İsrail'in HSYK'sı yok mu?!
İsrail Başbakanı Netanyahu'nun eşi 7 saat sorgulanmış.
İsrail'de HSYK var mı, bilmiyorum. Muhakkak benzer bir teşekkül vardır. Demek ki İsrail'de, hâkim ve savcıların HSYK benzeri bir kuruluştan korkuları yok!
Doksanlı yıllarda gitmiştim İsrail'e. Netanyahu o zaman da başbakandı. Yazmıştım. Tam yeri; bir daha yazacağım: Otomobille Tel Aviv'den Kudüs'e geçerken İsrail'in saçları lüleli, belleri ipli, kimi silindir şapkalı, kimi kipalı (takkeli), kadınlı erkekli dindarları, yol boyu sıralanmışlardı. Netanyahu, o gün ABD'den dönüşünde bu yoldan geçecekmiş. Protesto edecekler.
Dindarı, laiki çok rahat; birbirlerini rahatsız etmedikten sonra müdahale yok...
Bakmayın siz söylenenlere. Onların Anadolu halkından farkı yok. Ya idealistliklerinden "arz-ı mev'ûd"a gelmişler, ya da çaresizliklerinden. Elbette zenginleri var ama onların bir ayağı ABD'de, Avrupa ülkelerinde. İsrail'i besleyenler, yönlendirenler, "Kitap"a uygun, Nil'den Fırat'a alan genişletmesi planlayanlar da asıl dışarıdakiler.
İsrail yönetimi, hesapsızlığından, iş bilmezliğinden, kısaca beceriksizliğinden Marmara gemisini, üstelik kendi kara sularında olmadığı hâlde basmış, 9 Türk'ü katletmiş, birçoğunu da yaralamıştı, biliyorsunuz. Türk gemisinin Gazze ablukasını kırma harekâtı sembolikti ve yukarıda verdiğim Netanyahu'yu protesto tavrının bir başka versiyonuydu. Gemi kara sularına girince, ablukaya alır, kıpırdatmazlardı. Öyle yapmadılar; baltayı taşa vurdular!
İsrail'in varlığı, belirttiğim gibi, mahdûd (sınırlanmış) değildir. Tesir gücü çok fazladır nereden darbe alacağınızı bilemezsiniz. Hatta Putin'in bu kadar hömermesinin (Yozgat ağzı. "horozlanma" demek mümkün.) dibini deşin, İsrail'le yaşadığımız krizin dalgalanmasının belirtilerini bulabilirsiniz. ABD, hayatî bazı meselelerde, ayak sürçüyorsa, onu da bu İsrail krizinde arayabilirsiniz.
Aklıselim galip gelmelidir. İsrail'i yönetenlerin beceriksizliğini halka mal etmemeliyiz. Etrafı çevrili bir İsrail, herhâlde, bizimle soluk alabilecektir..

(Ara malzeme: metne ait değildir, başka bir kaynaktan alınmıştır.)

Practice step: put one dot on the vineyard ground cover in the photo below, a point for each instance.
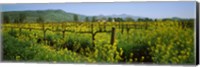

Ne diyordum... Netanhyahu'nun hatunu, depozitolu şişelerin paralarını iç ettiği iddiasıyla sorgulanmış, yetmemiş, bahçe mobilyalarını devlete satın aldırmış, yetmemiş, elektrik işlerini yaptırmış. Böyle ufak tefek iddialar yüzünden hesap vermiş. Eski başbakanlardan Ehud Olmert, bir ABD'li iş adamından rüşvet almaktan 8 ay hapse mahkûm edilmişti. Olmert belediye başkanıyken de rüşvet almış, bundan da 6 yıl yemişti.
Bizde 17/25 Aralık fırtınaları siyasetin çatılarını uçurdu; bütün yolsuzluk dosyalarını savurdu. Suyun başındakiler "Bu bir darbedir!" dediler, işi kapatmaya kalktılar. Darbe yapmak isteyenlerin verin cezasını ama o kalın kalın dosyalarda yazılı gerçekler ne olacak? Dosyalar gök kubbeyi üzerine gerseniz, kapatılamayacak kadar cesîm.
Bu dosyalardan 2 sonuç çıkıyor: Dosyayı hazırlayanlar ve dosyaya girenler. Hazırlayanlar araştırılmalı, bu yolla devlet ele geçirilmek isteniyorsa, sorgulanmalı. İkincisi; dosyalardaki suçlar bâriz. Halk bir gün "Çalıyorlar ama çalışıyorlar"dan, "Çalanlardan hesap sorulsun" noktasına geldiğinde ne olacak?
Hangi tarafından tutsanız elinizde kalacak.